Okur/izleyici, çok şeyin farkında
Gazetecilik mesleği sadece zemin ve imkân değil, giderek işlev, inandırıcılık ve saygınlık da kaybediyor. Geçen yazımda, bu işlev ve itibar kaybının hem en tipik tezahürü hem de sebeplerinden biri olarak, ana akım medyanın tektipleşmesinden sözetmiştim. Basının bizdekine göre çok daha köklü, saygın ve sivil denetimle yüzyüze olduğu Batı ülkelerinde yapılan kamuoyu araştırmaları, okurların/izleyicilerin medya alanındaki gelişmelere dair isabetli teşhislerini, hoşnutsuzluklarını ve tepkilerini ortaya koyuyor.
Birçok araştırmada anlaşıldı ki, okur/izleyici, çeşitli ve farklı perspektiflerin kendisine giderek daha az sunulmasından rahatsız. Yayılan ve derinleşen bir güvensizlik, gitgide birbirine benzeyen gazete ve televizyonların hepsini birden hedef alıyor. Topluca gazetecileri, gazetecilik mesleğini hedef alıyor.
Ancak okurların/izleyicilerin tesbit ve şikâyet ettiği yegâne husus tektipleşme değil. Medya “tüketici”leri, habercilikteki kalite düşüşünün farkında. Medyada giderek daha az kaynak ayrılan, daha az eleman yetiştirilen ve istihdam edilen, daha az yer kaplayan araştırmacı gazeteciliğin ikinci sınıflaşmasına paralel olarak, okur ve izleyiciler, habercilik alanında kendilerine daha az geri plan bilgisi ve daha az veri sunulmasından yakınıyorlar.

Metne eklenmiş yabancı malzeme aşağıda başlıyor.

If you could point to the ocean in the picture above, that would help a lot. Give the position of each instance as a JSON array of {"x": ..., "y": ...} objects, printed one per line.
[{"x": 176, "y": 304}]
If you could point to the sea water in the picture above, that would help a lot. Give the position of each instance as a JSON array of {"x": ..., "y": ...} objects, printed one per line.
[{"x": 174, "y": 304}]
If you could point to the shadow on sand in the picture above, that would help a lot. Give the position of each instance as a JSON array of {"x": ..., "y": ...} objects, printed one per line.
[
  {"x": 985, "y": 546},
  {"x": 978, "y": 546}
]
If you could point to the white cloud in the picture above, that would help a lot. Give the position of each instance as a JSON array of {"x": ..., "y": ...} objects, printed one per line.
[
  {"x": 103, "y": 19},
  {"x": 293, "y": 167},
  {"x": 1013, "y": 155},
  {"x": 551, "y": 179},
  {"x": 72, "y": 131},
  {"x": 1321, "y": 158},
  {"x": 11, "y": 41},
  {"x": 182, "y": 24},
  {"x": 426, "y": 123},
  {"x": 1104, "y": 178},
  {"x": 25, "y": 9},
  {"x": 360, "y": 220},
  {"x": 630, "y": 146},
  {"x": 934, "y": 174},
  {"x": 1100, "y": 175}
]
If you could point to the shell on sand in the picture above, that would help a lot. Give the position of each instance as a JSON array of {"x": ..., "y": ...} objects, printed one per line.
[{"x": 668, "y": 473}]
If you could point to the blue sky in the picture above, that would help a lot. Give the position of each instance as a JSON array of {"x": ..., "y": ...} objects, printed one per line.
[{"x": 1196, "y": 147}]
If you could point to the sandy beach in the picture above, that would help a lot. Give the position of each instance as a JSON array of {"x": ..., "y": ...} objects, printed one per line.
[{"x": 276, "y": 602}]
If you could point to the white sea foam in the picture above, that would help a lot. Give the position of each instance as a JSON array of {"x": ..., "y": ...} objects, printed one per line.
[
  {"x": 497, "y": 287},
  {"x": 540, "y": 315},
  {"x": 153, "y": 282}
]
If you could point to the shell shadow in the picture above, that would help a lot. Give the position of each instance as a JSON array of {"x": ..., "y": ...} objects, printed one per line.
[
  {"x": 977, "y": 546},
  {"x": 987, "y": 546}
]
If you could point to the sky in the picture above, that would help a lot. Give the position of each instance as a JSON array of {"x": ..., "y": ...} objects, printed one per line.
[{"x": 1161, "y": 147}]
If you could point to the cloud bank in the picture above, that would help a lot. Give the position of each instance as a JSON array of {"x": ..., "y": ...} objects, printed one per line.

Dahası, Almanya’daki bir araştırmada, görüşü sorulan yurttaşlar, sahici haber unsurları yerine maruz kaldıkları “duygusal yükleme”den de memnun olmadıklarını belirtmişler. “Az sonra gözyaşlarınızı tutamayacaksınız” yayıncılığının başarısı toplumların eğitim seviyesiyle ters orantılı olsa gerek. Bizimki gibi, cehaletin, üstelik çoğu zaman küstahlıkla da birleşerek aklın mantığın aşamayacağı setler oluşturduğu toplumlarda, dolar kuru, Suriye’deki askerî vaziyet veya Amerikan başkanlık seçimlerinin veri-haber değil duygusal yükleme malzemesi olması ne kadar alışıldık bir durum. Oysa buradaki duygu yüklemesi, insanların bilgiye, gerçeğe ihtiyacını, sağlıklı merakını, gazeteciliğe güvenini kemiren bir canavar.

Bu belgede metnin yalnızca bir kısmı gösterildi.